After that they walked along the seafront back to the house; Jason, seeing that the Scapha was not in the harbour, looked out to sea, but could not see the ship. They stopped briefly then, all of them staring out over the waves, feeling a little more at home, for much the same view could be had standing on the walls that surrounded Atlantis.
'But will we ever see that view again, I wonder?' asked Ariadne, her voice tinged with the heartache that all of them, even Jason, felt but hid.
'At least we're all here,' Jason said. 'It would have been much worse if we had all been separated.' He smiled bravely round at his friends; Ariadne and Hercules smiled back, understanding, but Icarus's eyebrows furrowed and his face seemed to fall dramatically. He turned so that they wouldn't see the tears that threatened to spill from his eyes.
Jason looked quizzically at Pythagoras, who merely mouthed the name Daedalus. Jason's eyes widened slightly and he found himself regretting his comment.
'Come on; we'd better be getting back,' he said simply; and all of them, their mood dampened rather, followed him up the hill.
That evening Icarus found Pythagoras in the tiny living-room, curled up by the fire with his maths textbook; and the room was filled with music that sounded bizarre to his ears.
'What is that?' he asked, trying to find the source of the noise; his eyes eventually settled on Mac's old record-player, which stood on top of Jason's rather newer CD player.
'Jason calls it a record-player,' Pythagoras explained, looking up from the book with a smile. 'It plays music.'
'That much was obvious,' said Icarus chuckling. 'But I've never heard music like that before.'
'Jason said it was classical music or something. He says we might like it more than modern music. It is rather nice.'
Icarus could not help but agree: the rich textures of the music were interesting and unusual, quite unlike anything he knew. Then he sat by Pythagoras and put his arm awkwardly around him, reading over his shoulder.

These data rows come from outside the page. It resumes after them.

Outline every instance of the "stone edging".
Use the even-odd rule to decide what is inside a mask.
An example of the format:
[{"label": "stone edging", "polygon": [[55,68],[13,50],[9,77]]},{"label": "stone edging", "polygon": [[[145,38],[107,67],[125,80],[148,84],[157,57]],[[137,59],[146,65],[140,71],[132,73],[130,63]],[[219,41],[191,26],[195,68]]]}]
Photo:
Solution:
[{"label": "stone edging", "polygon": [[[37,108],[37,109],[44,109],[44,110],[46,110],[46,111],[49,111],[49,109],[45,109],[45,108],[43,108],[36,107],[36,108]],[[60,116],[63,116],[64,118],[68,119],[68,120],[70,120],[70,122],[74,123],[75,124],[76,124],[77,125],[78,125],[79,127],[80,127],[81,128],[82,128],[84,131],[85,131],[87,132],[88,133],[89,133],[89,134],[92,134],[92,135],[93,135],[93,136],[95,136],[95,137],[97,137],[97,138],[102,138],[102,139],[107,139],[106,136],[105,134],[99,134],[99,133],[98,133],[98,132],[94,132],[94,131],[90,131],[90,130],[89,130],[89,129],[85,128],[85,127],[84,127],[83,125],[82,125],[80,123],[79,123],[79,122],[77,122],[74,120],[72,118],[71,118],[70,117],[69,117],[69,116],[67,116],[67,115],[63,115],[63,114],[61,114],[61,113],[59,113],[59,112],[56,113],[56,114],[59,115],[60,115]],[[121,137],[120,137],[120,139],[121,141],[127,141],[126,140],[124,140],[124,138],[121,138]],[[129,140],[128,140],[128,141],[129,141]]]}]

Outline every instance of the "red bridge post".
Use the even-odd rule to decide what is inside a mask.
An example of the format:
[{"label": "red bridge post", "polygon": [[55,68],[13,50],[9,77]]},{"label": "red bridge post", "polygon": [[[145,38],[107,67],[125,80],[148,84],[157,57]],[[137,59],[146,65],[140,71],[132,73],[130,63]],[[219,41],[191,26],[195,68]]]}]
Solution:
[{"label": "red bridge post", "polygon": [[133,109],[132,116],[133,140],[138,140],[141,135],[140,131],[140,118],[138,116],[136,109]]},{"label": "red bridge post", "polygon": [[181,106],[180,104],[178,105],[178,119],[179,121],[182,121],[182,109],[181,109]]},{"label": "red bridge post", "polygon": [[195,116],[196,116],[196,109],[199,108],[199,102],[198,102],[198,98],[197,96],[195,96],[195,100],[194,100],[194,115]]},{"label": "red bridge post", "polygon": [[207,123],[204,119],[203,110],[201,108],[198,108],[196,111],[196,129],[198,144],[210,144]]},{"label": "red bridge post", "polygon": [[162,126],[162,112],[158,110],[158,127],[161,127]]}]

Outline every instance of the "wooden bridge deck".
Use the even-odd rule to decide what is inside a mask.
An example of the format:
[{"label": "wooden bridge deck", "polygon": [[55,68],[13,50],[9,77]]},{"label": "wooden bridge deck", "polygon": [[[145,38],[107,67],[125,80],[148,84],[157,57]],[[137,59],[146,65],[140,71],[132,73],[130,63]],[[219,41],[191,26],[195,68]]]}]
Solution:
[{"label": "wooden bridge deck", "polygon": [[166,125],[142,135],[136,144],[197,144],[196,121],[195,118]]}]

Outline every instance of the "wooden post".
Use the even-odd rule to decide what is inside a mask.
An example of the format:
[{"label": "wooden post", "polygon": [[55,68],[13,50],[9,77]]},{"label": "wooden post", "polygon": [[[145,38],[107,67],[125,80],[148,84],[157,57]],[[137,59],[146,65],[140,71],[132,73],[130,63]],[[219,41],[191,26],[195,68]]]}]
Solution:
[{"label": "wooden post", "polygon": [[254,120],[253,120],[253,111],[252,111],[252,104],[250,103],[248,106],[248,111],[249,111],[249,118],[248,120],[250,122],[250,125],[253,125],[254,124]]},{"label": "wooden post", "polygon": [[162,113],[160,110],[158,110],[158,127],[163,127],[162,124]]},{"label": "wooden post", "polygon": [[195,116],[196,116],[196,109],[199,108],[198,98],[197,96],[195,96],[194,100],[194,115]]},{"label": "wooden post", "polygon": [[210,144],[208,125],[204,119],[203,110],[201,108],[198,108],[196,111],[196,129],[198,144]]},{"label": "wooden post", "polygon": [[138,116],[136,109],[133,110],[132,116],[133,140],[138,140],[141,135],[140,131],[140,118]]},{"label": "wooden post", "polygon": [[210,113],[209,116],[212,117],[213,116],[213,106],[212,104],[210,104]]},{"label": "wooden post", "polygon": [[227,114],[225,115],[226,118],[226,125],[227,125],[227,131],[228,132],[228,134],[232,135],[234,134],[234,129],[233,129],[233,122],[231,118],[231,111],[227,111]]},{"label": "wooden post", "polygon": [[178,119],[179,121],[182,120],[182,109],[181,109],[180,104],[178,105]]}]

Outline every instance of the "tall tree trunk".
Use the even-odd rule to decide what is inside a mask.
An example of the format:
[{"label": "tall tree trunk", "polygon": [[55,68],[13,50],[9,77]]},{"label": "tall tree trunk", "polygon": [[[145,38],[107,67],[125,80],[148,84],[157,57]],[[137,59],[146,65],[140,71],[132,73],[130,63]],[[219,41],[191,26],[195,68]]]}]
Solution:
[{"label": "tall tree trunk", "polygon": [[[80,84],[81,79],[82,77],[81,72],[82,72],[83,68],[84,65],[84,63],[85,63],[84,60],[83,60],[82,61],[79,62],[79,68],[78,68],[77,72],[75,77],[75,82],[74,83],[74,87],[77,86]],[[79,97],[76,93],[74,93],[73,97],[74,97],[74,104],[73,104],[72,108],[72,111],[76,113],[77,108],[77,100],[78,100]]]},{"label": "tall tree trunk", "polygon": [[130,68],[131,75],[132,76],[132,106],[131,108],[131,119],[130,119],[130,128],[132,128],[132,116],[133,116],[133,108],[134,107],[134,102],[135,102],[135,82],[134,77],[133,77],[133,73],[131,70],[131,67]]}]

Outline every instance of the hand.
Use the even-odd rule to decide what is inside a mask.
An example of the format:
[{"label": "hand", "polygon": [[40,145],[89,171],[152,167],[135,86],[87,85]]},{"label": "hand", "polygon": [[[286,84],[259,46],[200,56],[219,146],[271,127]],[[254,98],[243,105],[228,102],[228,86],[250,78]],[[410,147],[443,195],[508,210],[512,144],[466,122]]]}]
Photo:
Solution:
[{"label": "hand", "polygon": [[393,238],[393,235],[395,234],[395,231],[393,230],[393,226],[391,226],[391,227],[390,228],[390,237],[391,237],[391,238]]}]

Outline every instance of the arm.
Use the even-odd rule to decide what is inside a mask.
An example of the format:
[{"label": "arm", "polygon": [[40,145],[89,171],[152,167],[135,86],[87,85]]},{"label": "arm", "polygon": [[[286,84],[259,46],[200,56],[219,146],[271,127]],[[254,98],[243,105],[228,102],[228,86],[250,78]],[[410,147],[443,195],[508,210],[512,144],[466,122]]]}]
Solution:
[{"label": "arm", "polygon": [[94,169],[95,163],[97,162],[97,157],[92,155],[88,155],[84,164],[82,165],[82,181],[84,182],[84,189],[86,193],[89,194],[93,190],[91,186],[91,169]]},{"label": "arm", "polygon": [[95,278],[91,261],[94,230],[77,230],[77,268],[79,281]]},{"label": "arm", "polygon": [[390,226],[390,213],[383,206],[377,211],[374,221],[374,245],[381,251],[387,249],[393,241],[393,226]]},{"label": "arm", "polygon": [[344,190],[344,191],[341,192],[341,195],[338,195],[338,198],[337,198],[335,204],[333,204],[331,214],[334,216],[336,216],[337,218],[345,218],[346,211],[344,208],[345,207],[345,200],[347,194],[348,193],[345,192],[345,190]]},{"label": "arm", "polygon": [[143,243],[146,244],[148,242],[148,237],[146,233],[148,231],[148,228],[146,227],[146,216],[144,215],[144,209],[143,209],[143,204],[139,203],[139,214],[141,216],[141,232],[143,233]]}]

'You will probably find this dull,' laughed Pythagoras, closing the book.
'Perhaps.' Icarus leaned against Pythagoras's shoulder. 'Could you stay here, Pythagoras? For the rest of your life, I mean?'
'Only if you were here.'
Icarus smiled vaguely. 'But could you? Do you like it here? Don't you miss Atlantis too much?'
Pythagoras could sense where this was going. 'Probably not as much as you do.'
'My father...' The lump in his throat choked him for a moment. 'I want to go back, Pythagoras. I really want to go back.'
'I know...' Pythagoras embraced him with both arms, and they sat there in silence for a bit, finding solace in each other's company. 'There must be a way. I am sure of it. I shall find one.'
'And I presume it will involve triangles,' said Icarus, managing to laugh despite the tears that fell at last from his eyes.